The number of atoms of hydrogen present in \[12.0{\text{ }}g\]of water is :
A.$1.1 \times {10^{23}}$
B.$2.0 \times {10^{23}}$
C.$4.0 \times {10^{23}}$
D.$8.0 \times {10^{23}}$
D.$4.8 \times {10^{23}}$

Answer 1

Hint: In this question, calculate the moles of water present. Then simply use the unitary method to find the answer to this question. \[6.022 \times {10^{23}}\] is Avogadro's number and represents the number of atoms/molecules present in one mole of the substance.

Complete step by step answer:
One mole water contains one mole of ${\text{O}}$ atoms and two moles of ${\text{H}}$ atoms. We know that one mole or one-gram atom = \[6.022 \times {10^{23}}\] atoms. Now let us find the answer to this question:
One mole of \[{H_2}O\] ​= one mole of ${\text{O}}$ = \[6.022 \times {10^{23}}\] atoms of ${\text{O}}$.
One mole of \[{H_2}O\] ​= two moles of ${\text{H}}$=$2 \times 6.022 \times {10^{23}}$atoms = $12.044 \times {10^{23}}$atoms of ${\text{H}}$.
Molar mass of water is \[18{\text{ g/mol}}.\]
No. of moles in \[12.0{\text{ g}}\] =\[\dfrac{{12}}{{18}} = 0.67\] moles.
No. of molecules In 1 mole of water = \[6.023 \times {10^{23}}\;\] molecules of water.
No. of hydrogen atoms in \[0.67\] mole of water= \[0.67 \times 12.046 \times {10^{23}} = 6.023 \times {10^{23}} = 8.0 \times {10^{23}}\;\] hydrogen atoms.

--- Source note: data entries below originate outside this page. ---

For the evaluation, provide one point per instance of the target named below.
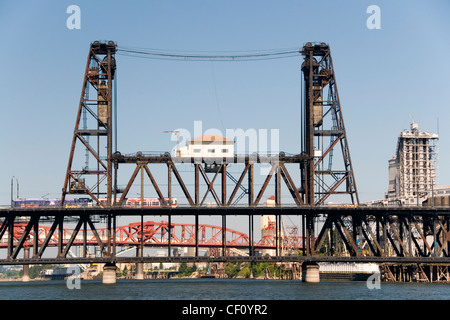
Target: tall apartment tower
(412, 172)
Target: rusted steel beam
(238, 184)
(183, 187)
(129, 184)
(266, 182)
(155, 185)
(291, 185)
(210, 185)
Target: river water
(222, 299)
(221, 289)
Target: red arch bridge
(143, 234)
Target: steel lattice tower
(95, 102)
(323, 130)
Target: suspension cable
(154, 54)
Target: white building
(208, 146)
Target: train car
(149, 203)
(42, 203)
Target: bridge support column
(139, 271)
(26, 267)
(139, 265)
(109, 273)
(310, 272)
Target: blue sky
(383, 77)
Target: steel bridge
(323, 169)
(376, 234)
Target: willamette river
(222, 289)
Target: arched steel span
(155, 234)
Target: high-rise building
(412, 171)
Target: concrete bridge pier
(310, 272)
(139, 266)
(109, 273)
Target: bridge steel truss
(368, 234)
(397, 235)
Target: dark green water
(221, 289)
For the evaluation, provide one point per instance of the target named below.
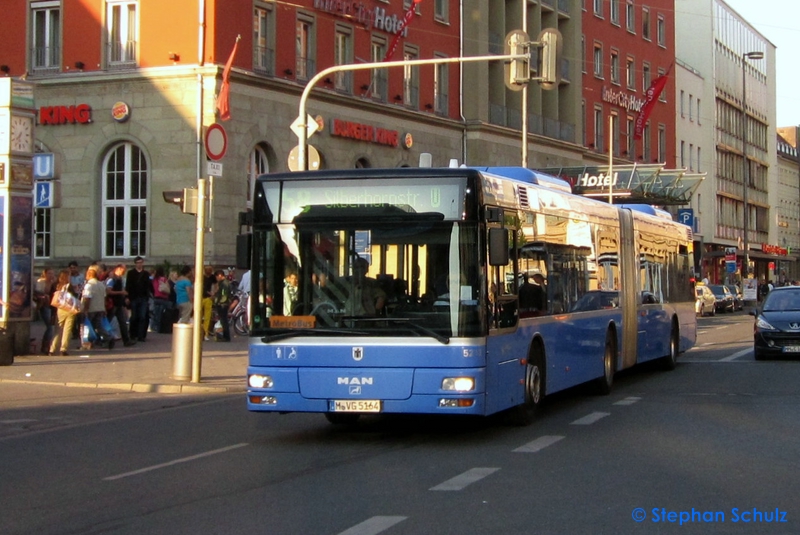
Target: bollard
(182, 351)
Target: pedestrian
(222, 303)
(161, 302)
(209, 287)
(115, 289)
(139, 288)
(93, 305)
(42, 295)
(65, 319)
(183, 294)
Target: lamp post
(745, 164)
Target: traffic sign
(216, 141)
(311, 126)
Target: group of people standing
(137, 299)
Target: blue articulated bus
(454, 291)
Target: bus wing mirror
(498, 247)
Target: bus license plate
(356, 405)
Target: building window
(46, 36)
(631, 74)
(598, 60)
(630, 16)
(614, 67)
(411, 78)
(379, 81)
(441, 81)
(43, 232)
(258, 164)
(599, 143)
(264, 39)
(440, 11)
(121, 28)
(125, 189)
(304, 47)
(343, 55)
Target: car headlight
(763, 324)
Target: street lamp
(745, 164)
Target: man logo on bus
(354, 380)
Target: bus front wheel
(524, 413)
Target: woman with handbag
(65, 313)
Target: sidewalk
(143, 367)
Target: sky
(779, 22)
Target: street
(710, 447)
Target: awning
(634, 183)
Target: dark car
(777, 326)
(738, 298)
(724, 298)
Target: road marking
(374, 525)
(628, 401)
(176, 461)
(538, 444)
(737, 355)
(467, 478)
(590, 418)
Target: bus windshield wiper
(304, 332)
(422, 330)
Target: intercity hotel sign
(622, 99)
(374, 18)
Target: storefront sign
(364, 132)
(353, 10)
(80, 114)
(774, 249)
(622, 99)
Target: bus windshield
(368, 270)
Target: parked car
(724, 298)
(738, 297)
(777, 326)
(705, 302)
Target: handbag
(64, 300)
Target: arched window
(125, 186)
(259, 164)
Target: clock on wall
(21, 134)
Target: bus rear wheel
(605, 382)
(524, 413)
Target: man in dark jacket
(140, 289)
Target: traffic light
(550, 52)
(185, 198)
(518, 70)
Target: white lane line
(538, 444)
(628, 401)
(467, 478)
(176, 461)
(373, 525)
(590, 418)
(736, 355)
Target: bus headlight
(260, 381)
(458, 384)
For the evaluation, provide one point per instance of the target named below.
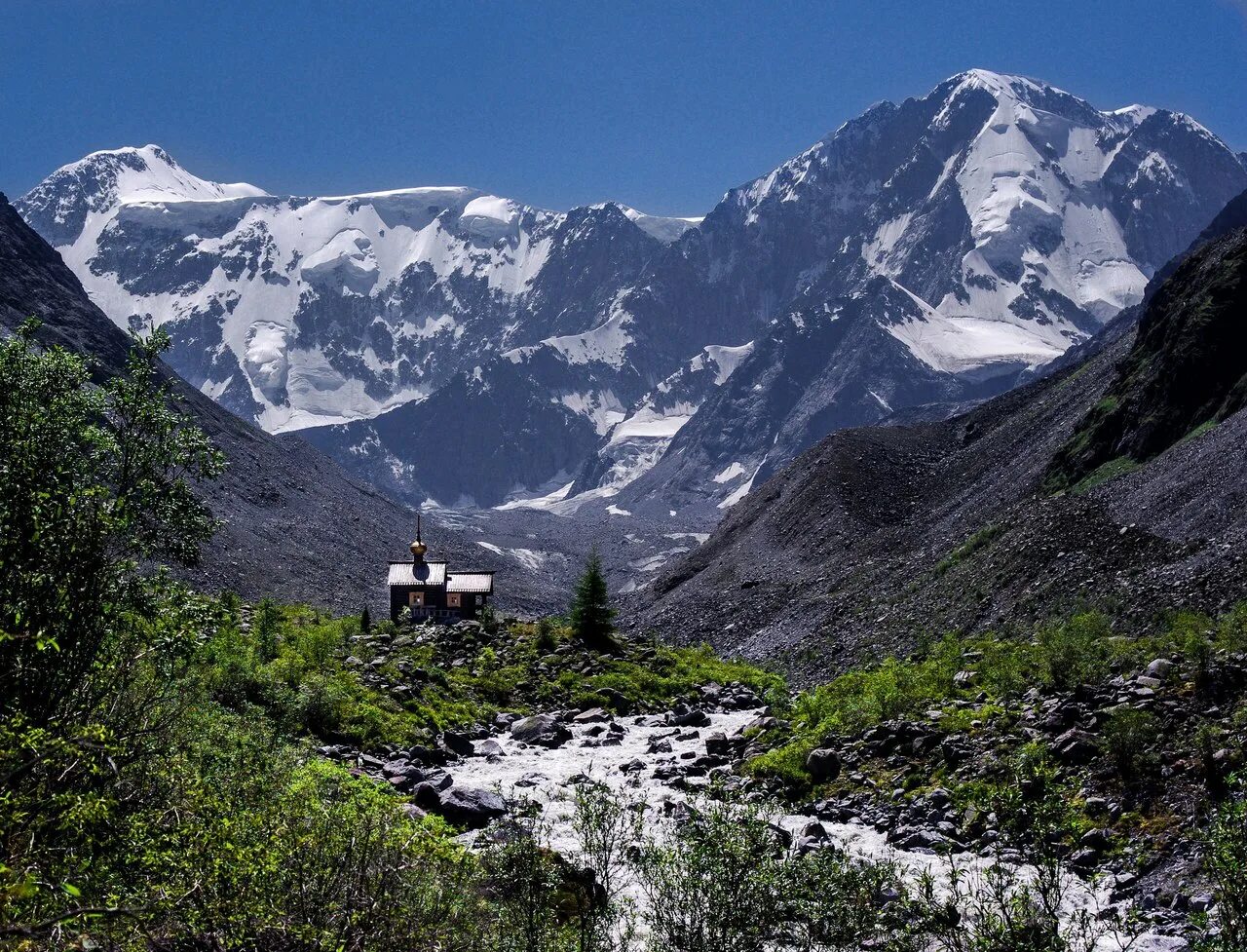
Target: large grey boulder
(542, 730)
(823, 765)
(469, 808)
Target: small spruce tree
(591, 613)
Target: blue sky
(660, 105)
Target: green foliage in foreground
(1058, 657)
(590, 613)
(1226, 863)
(292, 667)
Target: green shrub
(1127, 737)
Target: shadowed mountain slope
(878, 537)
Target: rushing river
(547, 778)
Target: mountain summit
(923, 252)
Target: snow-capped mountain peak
(57, 208)
(925, 251)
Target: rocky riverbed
(663, 761)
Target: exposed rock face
(923, 252)
(1188, 367)
(878, 535)
(294, 525)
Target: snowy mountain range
(463, 347)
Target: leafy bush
(1226, 862)
(1127, 737)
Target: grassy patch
(978, 541)
(304, 671)
(1055, 657)
(1101, 475)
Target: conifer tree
(591, 613)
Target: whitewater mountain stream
(548, 777)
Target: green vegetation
(1226, 862)
(1127, 737)
(591, 614)
(978, 541)
(1101, 475)
(1082, 649)
(302, 671)
(156, 786)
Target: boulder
(458, 743)
(1160, 668)
(469, 808)
(490, 748)
(823, 765)
(542, 730)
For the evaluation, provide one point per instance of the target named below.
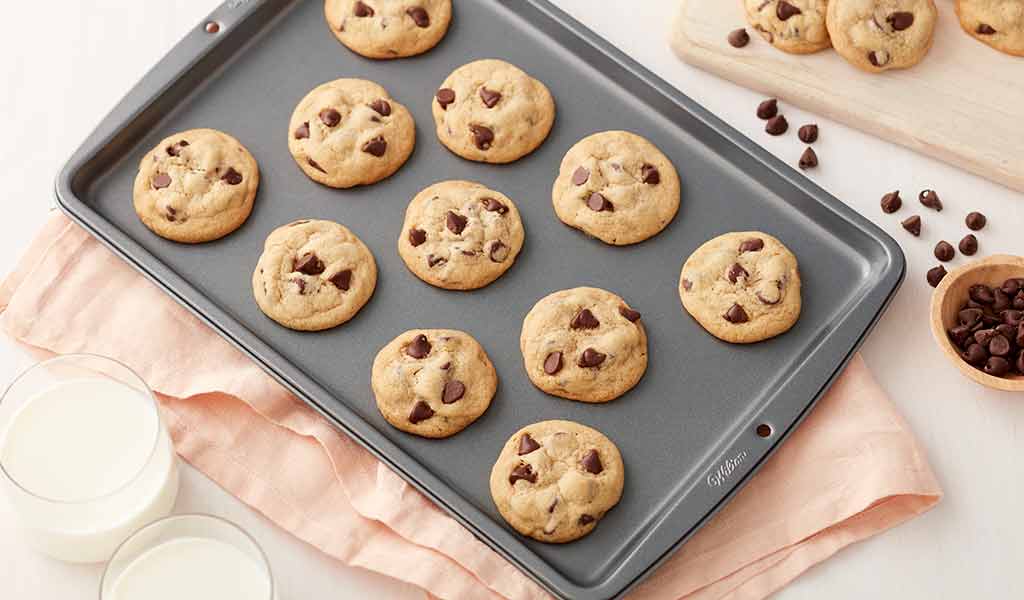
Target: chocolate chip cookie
(741, 287)
(350, 132)
(460, 236)
(797, 27)
(584, 344)
(996, 23)
(388, 29)
(196, 186)
(433, 383)
(554, 480)
(879, 35)
(616, 186)
(313, 275)
(492, 112)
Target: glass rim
(152, 404)
(263, 560)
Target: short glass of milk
(194, 557)
(85, 458)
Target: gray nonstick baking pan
(688, 432)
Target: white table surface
(65, 65)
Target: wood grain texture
(964, 103)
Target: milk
(87, 462)
(197, 568)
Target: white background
(64, 65)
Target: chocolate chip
(591, 462)
(482, 136)
(777, 125)
(363, 10)
(526, 444)
(489, 97)
(935, 274)
(585, 319)
(330, 117)
(735, 314)
(376, 146)
(629, 313)
(590, 358)
(649, 174)
(784, 10)
(492, 205)
(455, 222)
(900, 20)
(342, 280)
(161, 180)
(891, 202)
(308, 264)
(752, 245)
(912, 224)
(598, 203)
(420, 16)
(808, 160)
(930, 200)
(768, 109)
(944, 251)
(444, 97)
(454, 390)
(421, 412)
(382, 106)
(738, 38)
(553, 362)
(419, 347)
(808, 133)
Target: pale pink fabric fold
(852, 470)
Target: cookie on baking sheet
(996, 23)
(492, 112)
(584, 344)
(350, 132)
(797, 27)
(460, 234)
(554, 480)
(879, 35)
(388, 29)
(741, 287)
(196, 186)
(616, 186)
(313, 275)
(433, 383)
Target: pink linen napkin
(852, 470)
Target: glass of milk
(85, 457)
(194, 557)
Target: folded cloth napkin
(853, 468)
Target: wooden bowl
(950, 295)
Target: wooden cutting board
(964, 103)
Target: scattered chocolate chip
(768, 109)
(738, 38)
(455, 222)
(930, 199)
(421, 412)
(736, 314)
(912, 224)
(585, 319)
(935, 274)
(526, 444)
(419, 347)
(591, 357)
(777, 125)
(553, 362)
(591, 462)
(891, 202)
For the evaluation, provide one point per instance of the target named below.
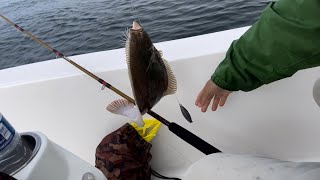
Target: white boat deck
(280, 120)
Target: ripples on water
(77, 27)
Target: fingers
(209, 91)
(198, 101)
(215, 103)
(205, 106)
(223, 100)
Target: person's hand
(209, 91)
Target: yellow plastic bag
(149, 130)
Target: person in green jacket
(283, 41)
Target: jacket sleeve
(284, 40)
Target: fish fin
(127, 51)
(125, 108)
(172, 81)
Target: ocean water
(83, 26)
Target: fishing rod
(181, 132)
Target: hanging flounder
(150, 75)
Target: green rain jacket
(283, 41)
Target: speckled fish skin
(147, 70)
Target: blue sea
(83, 26)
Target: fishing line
(135, 12)
(181, 132)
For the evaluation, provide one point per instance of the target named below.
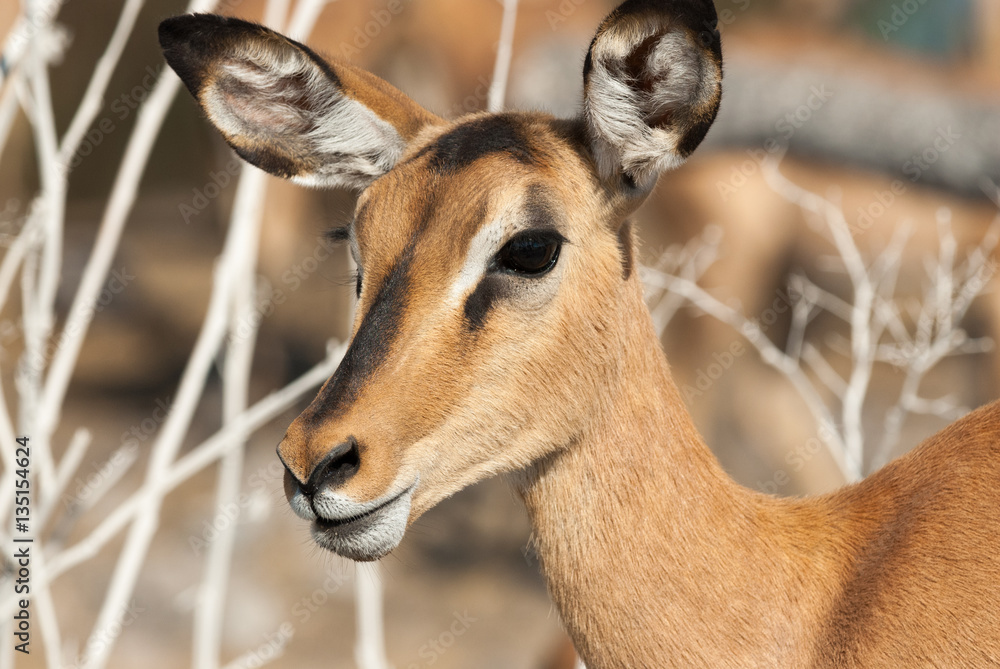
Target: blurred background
(891, 107)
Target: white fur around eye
(484, 245)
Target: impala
(501, 329)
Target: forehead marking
(461, 146)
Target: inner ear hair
(652, 86)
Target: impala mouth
(369, 534)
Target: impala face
(495, 268)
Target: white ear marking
(652, 89)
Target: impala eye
(531, 253)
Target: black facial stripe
(480, 302)
(471, 141)
(370, 346)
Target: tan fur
(654, 557)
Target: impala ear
(652, 85)
(285, 109)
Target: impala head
(496, 266)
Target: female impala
(501, 328)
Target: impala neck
(650, 551)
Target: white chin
(369, 536)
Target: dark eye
(531, 253)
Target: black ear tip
(174, 29)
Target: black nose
(334, 470)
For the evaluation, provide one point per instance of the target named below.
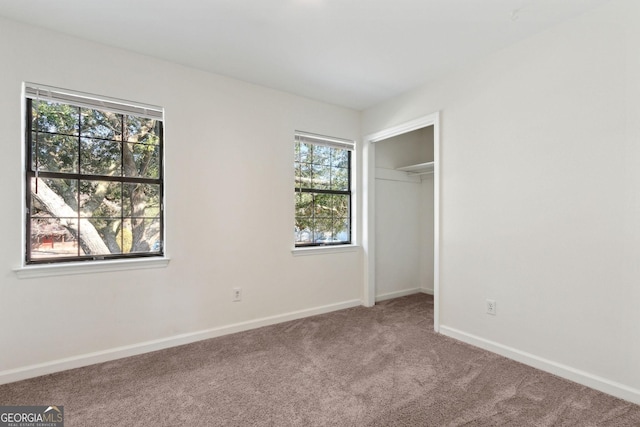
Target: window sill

Hence, the correct option is option D.

Note:
 The concept that a mole of any substance contains the same number of particles was formed out of research which was conducted by Italian physicist Amedeo Avogadro. Avogadro constant can be defined as the number of molecules, atoms, or ions in one mole of a substance: $6.022 \times {10^{23}}$ per mol. It is derived from the number of atoms of the pure isotope $^{{\text{12}}}{\text{C}}$ in 12 grams of that substance and is the reciprocal of atomic mass in grams. The formulae for the mole concept can be written as ${\text{No}}{\text{. of moles = }}\dfrac{{{\text{Mass of the Substance in grams}}}}{{{\text{Molar mass of a Substance}}}} = \dfrac{{{\text{Number of Atoms or Molecules}}}}{{6.022 \times {{10}^{23}}}}$.